Department of Cell Biology, Duke University School of Medicine, USA
How do Astrocytes Sculpt Synaptic Circuits?
How are synaptic networks formed during development and remodeled during learning and disease? This is the main question that drives our research. In particular, we investigate the roles of glial cells called astrocytes in the development, remodeling and function of synaptic circuits. In my talk, I will share findings from my lab on two distinct molecular mechanisms through which astrocytes control synapse formation and discuss how synaptogenic astrocyte signals are critical for proper development and function of the nervous system.
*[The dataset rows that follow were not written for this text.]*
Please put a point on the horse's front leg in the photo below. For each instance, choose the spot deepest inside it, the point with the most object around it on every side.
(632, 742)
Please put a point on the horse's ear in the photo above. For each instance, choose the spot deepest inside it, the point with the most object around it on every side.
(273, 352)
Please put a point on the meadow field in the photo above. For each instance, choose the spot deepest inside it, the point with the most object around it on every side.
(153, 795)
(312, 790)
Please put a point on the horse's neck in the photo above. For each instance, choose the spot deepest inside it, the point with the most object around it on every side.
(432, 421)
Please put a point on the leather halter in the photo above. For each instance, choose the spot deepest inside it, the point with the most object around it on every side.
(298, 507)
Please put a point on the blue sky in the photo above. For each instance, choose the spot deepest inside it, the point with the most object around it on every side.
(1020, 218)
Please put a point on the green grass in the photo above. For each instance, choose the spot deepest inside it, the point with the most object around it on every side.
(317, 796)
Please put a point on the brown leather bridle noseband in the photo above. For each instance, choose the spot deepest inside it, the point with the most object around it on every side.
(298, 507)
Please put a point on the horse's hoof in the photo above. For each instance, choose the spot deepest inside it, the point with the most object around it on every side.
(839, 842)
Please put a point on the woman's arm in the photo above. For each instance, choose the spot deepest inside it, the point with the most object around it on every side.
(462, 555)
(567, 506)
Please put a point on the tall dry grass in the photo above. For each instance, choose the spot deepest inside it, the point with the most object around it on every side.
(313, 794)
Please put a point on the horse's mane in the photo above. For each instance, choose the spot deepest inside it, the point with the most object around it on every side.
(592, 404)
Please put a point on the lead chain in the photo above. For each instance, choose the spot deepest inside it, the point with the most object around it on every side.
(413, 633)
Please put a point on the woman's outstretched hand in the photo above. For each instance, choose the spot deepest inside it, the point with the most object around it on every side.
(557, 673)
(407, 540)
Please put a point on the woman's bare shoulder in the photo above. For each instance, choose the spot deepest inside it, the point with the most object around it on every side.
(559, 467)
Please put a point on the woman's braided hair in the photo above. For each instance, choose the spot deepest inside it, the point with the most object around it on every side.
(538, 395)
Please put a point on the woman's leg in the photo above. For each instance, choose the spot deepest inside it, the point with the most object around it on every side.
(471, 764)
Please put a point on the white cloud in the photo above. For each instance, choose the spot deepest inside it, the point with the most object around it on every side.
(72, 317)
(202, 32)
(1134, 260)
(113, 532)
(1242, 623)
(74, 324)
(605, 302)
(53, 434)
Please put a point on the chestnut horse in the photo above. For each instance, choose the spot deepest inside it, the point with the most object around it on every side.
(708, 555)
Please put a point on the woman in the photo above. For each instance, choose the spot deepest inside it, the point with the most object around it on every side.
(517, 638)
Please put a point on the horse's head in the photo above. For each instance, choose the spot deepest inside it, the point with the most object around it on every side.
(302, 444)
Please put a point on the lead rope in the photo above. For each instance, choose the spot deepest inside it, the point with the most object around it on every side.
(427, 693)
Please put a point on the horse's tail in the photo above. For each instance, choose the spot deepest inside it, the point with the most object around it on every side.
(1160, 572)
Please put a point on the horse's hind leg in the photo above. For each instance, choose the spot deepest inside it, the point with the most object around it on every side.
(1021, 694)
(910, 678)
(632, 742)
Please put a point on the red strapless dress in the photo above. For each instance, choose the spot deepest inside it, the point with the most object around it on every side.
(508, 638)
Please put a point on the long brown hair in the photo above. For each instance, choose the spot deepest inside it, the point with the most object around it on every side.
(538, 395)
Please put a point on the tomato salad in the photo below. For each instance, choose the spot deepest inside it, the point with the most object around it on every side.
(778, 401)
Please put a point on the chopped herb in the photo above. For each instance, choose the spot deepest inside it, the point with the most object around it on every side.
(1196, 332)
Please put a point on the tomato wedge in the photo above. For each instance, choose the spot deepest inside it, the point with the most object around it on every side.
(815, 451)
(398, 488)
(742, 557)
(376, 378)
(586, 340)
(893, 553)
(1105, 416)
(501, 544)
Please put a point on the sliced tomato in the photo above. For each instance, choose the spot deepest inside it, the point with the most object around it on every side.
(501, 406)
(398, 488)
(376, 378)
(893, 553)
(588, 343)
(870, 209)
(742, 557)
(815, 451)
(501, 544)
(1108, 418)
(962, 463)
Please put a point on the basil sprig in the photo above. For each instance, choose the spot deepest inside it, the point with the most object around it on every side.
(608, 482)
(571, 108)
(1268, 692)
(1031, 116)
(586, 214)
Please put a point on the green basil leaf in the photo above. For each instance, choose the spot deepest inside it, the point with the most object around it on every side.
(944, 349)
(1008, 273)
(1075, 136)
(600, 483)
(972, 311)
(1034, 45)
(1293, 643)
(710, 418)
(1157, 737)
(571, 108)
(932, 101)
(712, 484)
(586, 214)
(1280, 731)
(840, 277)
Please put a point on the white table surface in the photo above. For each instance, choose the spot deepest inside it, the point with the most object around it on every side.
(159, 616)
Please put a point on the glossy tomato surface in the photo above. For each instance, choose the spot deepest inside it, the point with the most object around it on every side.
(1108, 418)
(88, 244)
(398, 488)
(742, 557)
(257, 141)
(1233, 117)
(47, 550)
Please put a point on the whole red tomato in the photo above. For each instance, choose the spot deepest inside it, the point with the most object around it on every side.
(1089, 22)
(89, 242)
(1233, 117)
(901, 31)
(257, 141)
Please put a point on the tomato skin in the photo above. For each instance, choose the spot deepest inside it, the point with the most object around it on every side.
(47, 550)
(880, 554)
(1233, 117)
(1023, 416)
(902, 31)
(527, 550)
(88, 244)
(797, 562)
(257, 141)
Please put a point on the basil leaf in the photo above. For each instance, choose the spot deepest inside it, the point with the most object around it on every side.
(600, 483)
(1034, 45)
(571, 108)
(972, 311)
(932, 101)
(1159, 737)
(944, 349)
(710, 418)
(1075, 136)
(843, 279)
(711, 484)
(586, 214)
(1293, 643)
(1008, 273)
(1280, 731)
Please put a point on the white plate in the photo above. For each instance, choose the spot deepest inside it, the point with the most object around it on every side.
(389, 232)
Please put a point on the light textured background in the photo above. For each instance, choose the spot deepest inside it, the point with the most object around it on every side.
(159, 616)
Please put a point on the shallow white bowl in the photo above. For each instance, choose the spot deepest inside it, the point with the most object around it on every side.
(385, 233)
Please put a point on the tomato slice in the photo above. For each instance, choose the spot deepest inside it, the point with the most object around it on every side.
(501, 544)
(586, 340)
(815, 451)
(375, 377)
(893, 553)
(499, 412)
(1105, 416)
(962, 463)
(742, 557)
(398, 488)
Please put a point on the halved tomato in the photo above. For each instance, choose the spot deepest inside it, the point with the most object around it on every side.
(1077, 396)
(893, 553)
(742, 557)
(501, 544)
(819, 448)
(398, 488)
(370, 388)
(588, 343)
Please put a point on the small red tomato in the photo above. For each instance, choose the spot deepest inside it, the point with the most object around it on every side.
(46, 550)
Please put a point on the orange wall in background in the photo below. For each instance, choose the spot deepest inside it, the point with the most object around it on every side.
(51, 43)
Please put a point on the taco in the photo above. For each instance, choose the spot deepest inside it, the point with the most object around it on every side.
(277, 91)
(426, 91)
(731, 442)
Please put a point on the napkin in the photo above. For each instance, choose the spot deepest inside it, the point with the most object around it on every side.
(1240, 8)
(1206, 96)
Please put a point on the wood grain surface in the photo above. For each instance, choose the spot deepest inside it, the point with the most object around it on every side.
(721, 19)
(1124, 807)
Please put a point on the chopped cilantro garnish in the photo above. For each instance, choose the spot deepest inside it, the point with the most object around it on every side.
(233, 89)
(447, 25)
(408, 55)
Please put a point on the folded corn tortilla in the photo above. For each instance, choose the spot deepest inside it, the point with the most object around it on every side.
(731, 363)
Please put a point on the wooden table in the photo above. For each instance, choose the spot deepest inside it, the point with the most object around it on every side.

Dr. Eroglu’s laboratory investigates the cellular and molecular underpinnings of how synaptic connections between neurons are established and remodeled in the mammalian brain by the bidirectional signaling between neurons and astrocytes. Eroglu and her team elucidated several important molecular mechanisms that underlie glial control of synapse formation and plasticity and revealed that loss of glial control of synapse formation is an underlying pathological mechanism in many neurological disorders. To do so, they use a wide array of cellular, molecular, and genetic approaches in conjunction with cutting edge imaging and image analyses methodologies to assess glial and neural anatomy and synaptic connectivity in vitro and in vivo. Through use of these state-of-the-art techniques, they have identified and characterized novel astrocyte-neuron signaling pathways that control synaptic circuit assembly during development and under disease conditions. They have a strong interest in translating their findings on the basic mechanisms of brain development into strategies to reestablish proper brain function after injury or in disease. They are investigating how manipulation of astrocyte-neuron signaling can be an effective therapeutic target to cure synaptic pathologies and regenerate damaged synapses in neurological disorders including Autism, Retinal Degeneration, Huntington’s Disease and Parkinson’s Disease.